While you may not foresee yourself becoming the next Eric Clapton or Chopin you 
should never give up your passion.  Our passion is what drives us as humans.  It 
can make the difference of a 'so-so' life and a life that is fulfilled and, dare 
I say, 'Happy'. 
 
I must pass on this wisdom to you right now, at this very moment, for I too gave 
up my passion during college when I realized, by others standards (and my own) 
that I was not 'good enough'.  Now, at my ripe old age of 45, I realize that by 
giving up what gave me joy I've short-changed my life of potential 'inner' 
happiness.  And 'inner' happiness is probably the most important of all.  If we 
are not fulfilled within ourselves we live our lives with an emptiness and a 
feeling of not ever being good enough.  We measure our wealth based on other's 
opinions and that is not right. 
 
When I was a little girl I enjoyed sketching and painting in water colors.  I 
pursued my interest in high school and had plans to study it in college.  But, 
one of my teachers criticized me and this hurt my self-confidence.  I felt so 
inadequate that I NEVER took an art class in college.  And, art was my PASSION!  
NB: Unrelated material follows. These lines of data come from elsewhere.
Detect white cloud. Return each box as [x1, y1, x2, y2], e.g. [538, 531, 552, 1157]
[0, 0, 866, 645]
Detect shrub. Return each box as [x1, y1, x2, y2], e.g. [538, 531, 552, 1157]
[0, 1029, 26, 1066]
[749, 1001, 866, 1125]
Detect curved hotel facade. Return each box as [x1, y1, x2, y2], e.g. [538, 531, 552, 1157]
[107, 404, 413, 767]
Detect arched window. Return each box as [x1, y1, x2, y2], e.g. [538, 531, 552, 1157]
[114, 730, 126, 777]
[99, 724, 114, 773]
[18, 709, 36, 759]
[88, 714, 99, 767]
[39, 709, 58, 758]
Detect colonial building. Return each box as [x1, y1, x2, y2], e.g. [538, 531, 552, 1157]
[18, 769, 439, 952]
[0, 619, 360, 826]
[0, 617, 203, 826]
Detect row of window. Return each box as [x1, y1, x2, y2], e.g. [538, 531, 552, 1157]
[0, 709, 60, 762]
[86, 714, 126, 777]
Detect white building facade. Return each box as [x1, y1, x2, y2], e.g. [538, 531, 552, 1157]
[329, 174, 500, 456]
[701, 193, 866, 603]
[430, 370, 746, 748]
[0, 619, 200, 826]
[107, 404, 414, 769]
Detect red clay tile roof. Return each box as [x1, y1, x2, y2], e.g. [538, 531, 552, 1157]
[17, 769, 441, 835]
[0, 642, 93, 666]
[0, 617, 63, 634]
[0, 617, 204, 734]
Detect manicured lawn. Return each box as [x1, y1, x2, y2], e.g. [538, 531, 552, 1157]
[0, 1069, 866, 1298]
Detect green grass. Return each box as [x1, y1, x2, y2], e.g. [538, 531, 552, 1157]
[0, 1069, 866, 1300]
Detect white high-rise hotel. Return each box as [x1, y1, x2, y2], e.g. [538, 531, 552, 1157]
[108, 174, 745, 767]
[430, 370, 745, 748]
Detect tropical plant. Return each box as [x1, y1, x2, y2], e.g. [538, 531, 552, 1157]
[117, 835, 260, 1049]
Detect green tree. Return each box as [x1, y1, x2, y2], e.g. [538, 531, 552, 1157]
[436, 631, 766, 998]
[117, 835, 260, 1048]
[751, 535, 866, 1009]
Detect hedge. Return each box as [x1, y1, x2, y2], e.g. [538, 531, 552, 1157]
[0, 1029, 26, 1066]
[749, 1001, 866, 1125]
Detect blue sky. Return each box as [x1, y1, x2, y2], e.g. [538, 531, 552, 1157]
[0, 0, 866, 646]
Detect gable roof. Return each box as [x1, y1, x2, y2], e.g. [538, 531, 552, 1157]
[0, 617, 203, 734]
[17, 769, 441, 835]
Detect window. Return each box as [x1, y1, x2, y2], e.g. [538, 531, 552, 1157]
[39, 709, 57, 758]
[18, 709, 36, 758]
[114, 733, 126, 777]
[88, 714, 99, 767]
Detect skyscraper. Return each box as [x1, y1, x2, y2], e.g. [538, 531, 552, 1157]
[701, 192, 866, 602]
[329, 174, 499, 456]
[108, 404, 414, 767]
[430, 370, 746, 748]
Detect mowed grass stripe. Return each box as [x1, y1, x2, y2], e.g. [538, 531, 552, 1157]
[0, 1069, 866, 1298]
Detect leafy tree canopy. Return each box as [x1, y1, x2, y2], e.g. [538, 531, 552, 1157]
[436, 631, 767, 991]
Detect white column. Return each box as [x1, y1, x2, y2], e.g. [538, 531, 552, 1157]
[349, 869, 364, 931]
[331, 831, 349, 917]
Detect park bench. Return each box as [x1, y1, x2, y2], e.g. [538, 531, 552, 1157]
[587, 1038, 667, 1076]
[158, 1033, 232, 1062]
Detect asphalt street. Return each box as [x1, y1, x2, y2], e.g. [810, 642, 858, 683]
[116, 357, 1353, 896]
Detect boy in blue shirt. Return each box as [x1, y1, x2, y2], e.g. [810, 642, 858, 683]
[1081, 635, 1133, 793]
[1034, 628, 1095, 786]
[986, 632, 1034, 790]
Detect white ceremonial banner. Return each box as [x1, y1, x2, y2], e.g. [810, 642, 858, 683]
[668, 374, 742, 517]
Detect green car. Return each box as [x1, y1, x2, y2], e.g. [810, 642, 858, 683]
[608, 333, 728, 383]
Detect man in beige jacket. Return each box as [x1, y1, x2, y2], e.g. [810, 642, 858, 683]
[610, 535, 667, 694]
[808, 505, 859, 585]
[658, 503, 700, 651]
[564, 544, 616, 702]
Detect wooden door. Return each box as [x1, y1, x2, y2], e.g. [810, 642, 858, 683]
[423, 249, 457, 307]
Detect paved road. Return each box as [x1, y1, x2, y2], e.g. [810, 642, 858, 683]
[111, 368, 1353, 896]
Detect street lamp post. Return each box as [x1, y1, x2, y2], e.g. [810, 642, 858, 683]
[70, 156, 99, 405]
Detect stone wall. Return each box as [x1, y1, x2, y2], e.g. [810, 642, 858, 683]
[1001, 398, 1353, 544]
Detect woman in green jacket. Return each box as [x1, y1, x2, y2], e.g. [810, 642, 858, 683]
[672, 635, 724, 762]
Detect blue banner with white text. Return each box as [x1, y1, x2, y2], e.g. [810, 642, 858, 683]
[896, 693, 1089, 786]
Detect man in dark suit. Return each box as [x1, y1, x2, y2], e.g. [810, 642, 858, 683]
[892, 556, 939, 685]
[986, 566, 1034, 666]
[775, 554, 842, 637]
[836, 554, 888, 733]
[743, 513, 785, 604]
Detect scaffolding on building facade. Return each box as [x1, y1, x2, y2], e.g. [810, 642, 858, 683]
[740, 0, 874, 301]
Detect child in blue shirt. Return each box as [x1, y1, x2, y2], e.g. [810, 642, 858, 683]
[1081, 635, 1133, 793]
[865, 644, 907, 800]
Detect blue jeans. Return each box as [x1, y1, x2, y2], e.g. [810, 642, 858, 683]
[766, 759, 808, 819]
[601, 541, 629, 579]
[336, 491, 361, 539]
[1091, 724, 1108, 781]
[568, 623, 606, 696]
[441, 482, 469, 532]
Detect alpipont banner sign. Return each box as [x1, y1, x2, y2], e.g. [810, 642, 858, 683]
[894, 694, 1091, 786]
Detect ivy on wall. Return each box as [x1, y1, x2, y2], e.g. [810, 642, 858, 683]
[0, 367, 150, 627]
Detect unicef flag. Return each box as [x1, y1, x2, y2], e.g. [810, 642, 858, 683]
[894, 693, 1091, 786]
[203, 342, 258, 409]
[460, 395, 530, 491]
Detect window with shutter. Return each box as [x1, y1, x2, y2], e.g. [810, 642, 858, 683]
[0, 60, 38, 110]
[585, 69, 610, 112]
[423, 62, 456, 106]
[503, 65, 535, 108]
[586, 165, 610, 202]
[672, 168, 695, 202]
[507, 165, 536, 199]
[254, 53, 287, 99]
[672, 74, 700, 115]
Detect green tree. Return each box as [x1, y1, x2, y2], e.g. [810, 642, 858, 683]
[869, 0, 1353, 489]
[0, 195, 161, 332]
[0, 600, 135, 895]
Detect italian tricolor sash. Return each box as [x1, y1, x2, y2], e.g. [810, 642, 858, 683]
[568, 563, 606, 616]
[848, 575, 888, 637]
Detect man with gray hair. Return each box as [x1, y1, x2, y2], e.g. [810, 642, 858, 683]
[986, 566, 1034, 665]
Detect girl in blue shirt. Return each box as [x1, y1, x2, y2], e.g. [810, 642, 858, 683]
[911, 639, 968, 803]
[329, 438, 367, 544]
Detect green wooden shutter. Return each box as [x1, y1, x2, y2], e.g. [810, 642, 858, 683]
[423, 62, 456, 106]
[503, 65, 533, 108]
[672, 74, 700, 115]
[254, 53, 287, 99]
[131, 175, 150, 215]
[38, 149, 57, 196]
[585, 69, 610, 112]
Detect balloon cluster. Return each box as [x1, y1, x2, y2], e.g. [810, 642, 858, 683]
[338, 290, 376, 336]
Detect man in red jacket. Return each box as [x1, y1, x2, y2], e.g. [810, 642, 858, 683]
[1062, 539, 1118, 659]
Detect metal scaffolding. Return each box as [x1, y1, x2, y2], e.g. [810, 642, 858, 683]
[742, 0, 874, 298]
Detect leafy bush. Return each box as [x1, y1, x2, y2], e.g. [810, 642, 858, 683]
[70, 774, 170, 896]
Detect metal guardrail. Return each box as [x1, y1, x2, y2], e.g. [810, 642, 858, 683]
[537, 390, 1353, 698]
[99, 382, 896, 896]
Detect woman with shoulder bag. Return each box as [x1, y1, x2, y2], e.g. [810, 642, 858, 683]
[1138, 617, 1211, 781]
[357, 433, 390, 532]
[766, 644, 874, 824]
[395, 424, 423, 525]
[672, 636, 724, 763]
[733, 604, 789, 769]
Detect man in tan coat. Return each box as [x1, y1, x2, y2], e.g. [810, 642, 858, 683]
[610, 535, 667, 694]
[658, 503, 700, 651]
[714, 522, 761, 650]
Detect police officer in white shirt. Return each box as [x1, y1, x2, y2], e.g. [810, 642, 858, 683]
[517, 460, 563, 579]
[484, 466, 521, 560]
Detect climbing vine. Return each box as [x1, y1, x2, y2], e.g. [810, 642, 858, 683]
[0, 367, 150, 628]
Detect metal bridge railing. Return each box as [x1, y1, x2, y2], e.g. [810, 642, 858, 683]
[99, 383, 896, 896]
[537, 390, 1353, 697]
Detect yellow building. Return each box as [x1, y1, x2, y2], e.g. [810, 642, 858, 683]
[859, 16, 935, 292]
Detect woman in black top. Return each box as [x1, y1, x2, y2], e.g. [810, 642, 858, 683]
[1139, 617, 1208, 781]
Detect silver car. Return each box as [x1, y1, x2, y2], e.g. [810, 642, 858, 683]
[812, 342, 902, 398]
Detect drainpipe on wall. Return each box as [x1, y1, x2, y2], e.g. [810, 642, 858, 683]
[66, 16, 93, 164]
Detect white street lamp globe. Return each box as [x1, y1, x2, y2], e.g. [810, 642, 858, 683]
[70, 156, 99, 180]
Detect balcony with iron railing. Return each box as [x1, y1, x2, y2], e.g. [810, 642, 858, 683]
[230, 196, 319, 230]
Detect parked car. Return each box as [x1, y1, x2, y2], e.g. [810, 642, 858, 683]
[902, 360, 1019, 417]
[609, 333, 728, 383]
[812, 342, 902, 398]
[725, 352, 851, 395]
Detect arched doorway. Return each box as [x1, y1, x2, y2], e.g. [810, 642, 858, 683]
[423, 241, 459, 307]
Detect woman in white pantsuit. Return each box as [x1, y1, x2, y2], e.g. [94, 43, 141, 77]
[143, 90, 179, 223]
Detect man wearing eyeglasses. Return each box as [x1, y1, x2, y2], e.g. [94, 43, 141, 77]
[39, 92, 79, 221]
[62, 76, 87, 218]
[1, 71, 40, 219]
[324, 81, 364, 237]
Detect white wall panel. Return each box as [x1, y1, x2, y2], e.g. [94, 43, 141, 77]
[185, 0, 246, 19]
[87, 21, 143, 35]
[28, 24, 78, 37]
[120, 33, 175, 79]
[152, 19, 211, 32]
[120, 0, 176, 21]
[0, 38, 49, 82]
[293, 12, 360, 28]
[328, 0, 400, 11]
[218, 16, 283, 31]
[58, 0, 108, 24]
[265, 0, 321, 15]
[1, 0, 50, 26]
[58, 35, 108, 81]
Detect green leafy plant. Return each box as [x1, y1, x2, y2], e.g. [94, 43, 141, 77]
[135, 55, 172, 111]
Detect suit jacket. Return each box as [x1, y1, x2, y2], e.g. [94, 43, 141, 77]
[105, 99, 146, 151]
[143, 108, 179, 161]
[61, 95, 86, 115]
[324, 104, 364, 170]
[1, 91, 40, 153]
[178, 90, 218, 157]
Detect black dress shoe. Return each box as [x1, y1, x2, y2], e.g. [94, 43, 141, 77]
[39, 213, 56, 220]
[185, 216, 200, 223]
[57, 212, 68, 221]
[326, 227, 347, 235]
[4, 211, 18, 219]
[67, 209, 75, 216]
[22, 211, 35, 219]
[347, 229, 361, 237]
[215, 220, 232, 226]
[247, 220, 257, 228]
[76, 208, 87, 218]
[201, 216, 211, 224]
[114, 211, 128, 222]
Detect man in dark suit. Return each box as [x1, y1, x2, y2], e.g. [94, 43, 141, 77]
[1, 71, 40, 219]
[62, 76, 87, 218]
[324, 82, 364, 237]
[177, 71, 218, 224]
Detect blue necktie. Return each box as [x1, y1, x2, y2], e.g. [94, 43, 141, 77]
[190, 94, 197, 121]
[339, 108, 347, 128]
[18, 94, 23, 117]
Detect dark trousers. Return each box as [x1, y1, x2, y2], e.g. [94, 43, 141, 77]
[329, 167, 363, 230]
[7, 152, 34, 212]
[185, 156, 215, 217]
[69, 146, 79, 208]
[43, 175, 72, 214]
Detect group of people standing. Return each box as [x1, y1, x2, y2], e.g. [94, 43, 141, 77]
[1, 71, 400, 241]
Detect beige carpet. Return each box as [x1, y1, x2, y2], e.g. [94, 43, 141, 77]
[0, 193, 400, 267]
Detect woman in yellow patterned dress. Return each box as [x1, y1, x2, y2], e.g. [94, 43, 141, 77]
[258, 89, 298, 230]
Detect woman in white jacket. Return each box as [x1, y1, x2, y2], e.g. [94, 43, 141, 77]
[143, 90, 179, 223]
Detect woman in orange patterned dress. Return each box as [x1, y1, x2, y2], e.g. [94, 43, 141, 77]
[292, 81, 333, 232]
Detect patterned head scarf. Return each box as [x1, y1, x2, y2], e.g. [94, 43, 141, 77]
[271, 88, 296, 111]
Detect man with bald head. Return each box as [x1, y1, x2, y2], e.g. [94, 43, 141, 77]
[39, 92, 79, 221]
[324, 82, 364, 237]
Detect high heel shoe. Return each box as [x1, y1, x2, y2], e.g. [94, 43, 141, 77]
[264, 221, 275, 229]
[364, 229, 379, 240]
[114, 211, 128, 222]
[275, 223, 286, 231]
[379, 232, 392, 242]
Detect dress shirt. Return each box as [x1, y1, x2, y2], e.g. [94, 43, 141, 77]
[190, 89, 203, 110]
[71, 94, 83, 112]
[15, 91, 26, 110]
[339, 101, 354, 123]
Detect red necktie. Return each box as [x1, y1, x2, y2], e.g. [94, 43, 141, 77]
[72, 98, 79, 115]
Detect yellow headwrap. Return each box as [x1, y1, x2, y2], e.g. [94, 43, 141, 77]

Now that I am in the middle of my life I realize that what I've been searching 
for all of these years is what makes me happy, what fulfills me.  I realize that 
art, writing, and creating is my PASSION.  And, while I don't necessarily have 
regrets, I do wish that I went with my gut and what gave me inspiration, joy, 
and happiness. 
 
Please take my advice seriously.  I love when you make music and it makes ME 
feel good.  When I see the joy it brings you, it is inspiring.  Please continue 
to use music as an outlet to create and be yourself.  Use music as your joy and 
don't let ANYONE discourage you.  You are musically talented and have always 
been.  Chorus, clarinet, guitar, piano...whatever you touch turns to gold; don't 
forget it! 
 
Love you so much, 
 
Mom 

1 comment:

  1. Beautiful! I hope both your children pursue their passions. I hope mine do as well. It is sad to think that it has taken both of us 45 years to unravel our true passions. At least we have the opportunity to now do what we love.